$\ell_2$-$\ell_0$ regularization path tracking algorithms

Sparse signal approximation can be formulated as the mixed $\ell_2$-$\ell_0$ minimization problem $\min_x J(x;\lambda)=\|y-Ax\|_2^2+\lambda\|x\|_0$. We propose two heuristic search algorithms to minimize J for a continuum of $\lambda$-values, yielding a sequence of coarse to fine approximations. Continuation Single Best Replacement is a bidirectional greedy algorithm adapted from the Single Best Replacement algorithm previously proposed for minimizing J for fixed $\lambda$. $\ell_0$ regularization path track is a more complex algorithm exploiting that the $\ell_2$-$\ell_0$ regularization path is piecewise constant with respect to $\lambda$. Tracking the $\ell_0$ regularization path is done in a sub-optimal manner by maintaining (i) a list of subsets that are candidates to be solution supports for decreasing $\lambda$'s and (ii) the list of critical $\lambda$-values around which the solution changes.
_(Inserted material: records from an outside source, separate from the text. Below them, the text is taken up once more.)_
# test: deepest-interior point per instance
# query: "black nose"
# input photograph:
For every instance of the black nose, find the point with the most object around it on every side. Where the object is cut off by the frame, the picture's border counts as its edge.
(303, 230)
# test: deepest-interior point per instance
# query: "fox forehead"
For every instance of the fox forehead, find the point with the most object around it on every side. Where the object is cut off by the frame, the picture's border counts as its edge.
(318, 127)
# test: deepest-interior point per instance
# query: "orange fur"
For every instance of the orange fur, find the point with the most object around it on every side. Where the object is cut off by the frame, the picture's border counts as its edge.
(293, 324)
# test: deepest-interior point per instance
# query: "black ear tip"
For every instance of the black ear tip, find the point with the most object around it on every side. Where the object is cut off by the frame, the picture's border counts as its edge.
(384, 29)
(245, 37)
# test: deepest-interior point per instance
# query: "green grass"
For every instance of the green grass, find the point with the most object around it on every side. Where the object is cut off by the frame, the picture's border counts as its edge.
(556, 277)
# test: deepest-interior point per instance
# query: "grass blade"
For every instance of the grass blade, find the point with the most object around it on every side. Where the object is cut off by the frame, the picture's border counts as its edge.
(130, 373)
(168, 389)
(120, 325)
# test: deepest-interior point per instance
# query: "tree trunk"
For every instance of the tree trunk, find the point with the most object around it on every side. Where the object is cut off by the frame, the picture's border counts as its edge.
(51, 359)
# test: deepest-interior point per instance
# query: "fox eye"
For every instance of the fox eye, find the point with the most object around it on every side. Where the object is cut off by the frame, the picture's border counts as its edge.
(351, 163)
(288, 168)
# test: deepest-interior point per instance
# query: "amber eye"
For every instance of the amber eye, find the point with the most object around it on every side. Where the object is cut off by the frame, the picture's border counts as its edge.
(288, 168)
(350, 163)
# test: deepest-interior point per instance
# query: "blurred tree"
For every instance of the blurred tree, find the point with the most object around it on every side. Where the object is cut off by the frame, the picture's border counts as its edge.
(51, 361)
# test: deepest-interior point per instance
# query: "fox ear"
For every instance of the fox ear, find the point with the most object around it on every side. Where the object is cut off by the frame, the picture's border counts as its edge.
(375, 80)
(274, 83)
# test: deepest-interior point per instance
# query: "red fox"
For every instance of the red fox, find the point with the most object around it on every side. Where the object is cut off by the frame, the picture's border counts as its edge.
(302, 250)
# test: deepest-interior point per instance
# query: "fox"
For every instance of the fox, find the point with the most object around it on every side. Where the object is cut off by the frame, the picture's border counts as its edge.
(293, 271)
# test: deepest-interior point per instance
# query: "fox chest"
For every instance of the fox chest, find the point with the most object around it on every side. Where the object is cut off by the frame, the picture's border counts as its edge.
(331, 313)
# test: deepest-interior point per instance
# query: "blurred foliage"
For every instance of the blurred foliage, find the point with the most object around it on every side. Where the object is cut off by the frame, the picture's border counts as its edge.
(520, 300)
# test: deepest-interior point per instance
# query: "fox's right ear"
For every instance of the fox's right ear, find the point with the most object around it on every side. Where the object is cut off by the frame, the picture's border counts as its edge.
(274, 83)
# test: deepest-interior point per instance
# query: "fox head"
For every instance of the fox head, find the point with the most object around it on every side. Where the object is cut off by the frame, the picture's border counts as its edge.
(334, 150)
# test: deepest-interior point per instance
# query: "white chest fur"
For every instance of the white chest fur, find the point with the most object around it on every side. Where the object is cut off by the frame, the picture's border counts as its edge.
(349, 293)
Both algorithms gradually construct the $\ell_0$ regularization path by performing single replacements, i.e., adding or removing a dictionary atom from a subset. A straightforward adaptation of these algorithms yields sub-optimal solutions to $\min_x \|y-Ax\|_2^2$ subject to $\|x\|_0\leq k$ for contiguous values of $k\geq 0$ and to $\min_x \|x\|_0$ subject to $\|y-Ax\|_2^2\leq\varepsilon$ for continuous values of $\varepsilon$. Numerical simulations show the effectiveness of the algorithms on a difficult sparse deconvolution problem inducing a highly correlated dictionary A.